A few examples of policies that foster open communication include:

• Requiring employees to report any good-faith belief that they witness fraudulent conduct;
• Focusing on creating a user-friendly process for filing a report;
• Proving some type of disincentive for failing to report known fraudulent activity;
• Allowing anonymous reporting (to the extent possible); and
• Making it clear that there will be no adverse action taking against employees who file a report.

While smaller practices can get away with written guidelines, given the size of most hospitals, it makes sense to set up a hotline that staff can call to anonymously report alleged violations.

7. Creating and Disseminating Clear Disciplinary Standards

The final step is to ensure that all hospital staff is informed of the repercussions stemming from any non-compliant conduct. This adds credibility to a compliance program, and helps show that a hospital is committed to remaining compliant.

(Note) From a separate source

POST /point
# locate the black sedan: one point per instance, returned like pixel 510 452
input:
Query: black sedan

The disciplinary procedures outlined in the program should be strict, while remaining flexible. In other words, the program must have teeth, but should not be so rigid as to punish without considering the surrounding mitigating (or aggravating) circumstances. It is especially important that those charged with enforcing violations of the program do so in a consistent and even-handed manner. Possible disciplinary actions following a violation may include:

• An oral warning;
• Write-ups;
• Probation;
• Demotion;
• Temporary suspension;
• Termination;
• Restitution; and
• Referral for criminal prosecution.

It is also crucial to make the possible disciplinary violations known among all staff. While there are several ways to accomplish this, the easiest is to include them in a hospital training manual.

8. Continuing to Revise and Update the Program

Of course, developing a compliance program is not a one-time task, as laws and regulations change over time. So, providers may need to occasionally revisit each of these steps to ensure a compliance program remains effective. Thus, it is important for hospitals to regularly undergo voluntary audits, to check progress and identify any up-and-coming problem areas. If unexpected concerns arise, this is an opportunity to make any revisions to the compliance program.

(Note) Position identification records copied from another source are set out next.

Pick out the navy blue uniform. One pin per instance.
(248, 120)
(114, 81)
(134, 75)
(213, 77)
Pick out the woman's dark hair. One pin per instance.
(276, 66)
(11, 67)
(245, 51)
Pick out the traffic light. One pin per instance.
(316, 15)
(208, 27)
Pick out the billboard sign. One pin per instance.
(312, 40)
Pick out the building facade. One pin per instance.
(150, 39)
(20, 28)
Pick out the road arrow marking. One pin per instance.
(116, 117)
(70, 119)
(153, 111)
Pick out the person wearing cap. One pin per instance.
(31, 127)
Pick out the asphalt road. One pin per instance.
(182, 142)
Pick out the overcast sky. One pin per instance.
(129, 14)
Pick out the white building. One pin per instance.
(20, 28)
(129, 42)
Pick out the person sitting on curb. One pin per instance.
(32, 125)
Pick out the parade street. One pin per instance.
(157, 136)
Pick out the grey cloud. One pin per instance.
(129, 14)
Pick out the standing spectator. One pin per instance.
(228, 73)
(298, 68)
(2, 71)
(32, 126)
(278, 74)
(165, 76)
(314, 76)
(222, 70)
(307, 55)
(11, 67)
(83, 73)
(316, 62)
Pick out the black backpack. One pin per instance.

Devising an OIG compliance program for a hospital is a serious endeavor and may be outside the specialty of hospital management. Given the unique compliance obligations of hospitals, it is wise for management to consult with a federal OIG compliance attorney for assistance. Lawyers that handle OIG compliance are often highly focused on this unique area of the law and have successfully created compliance programs for other hospitals and healthcare providers.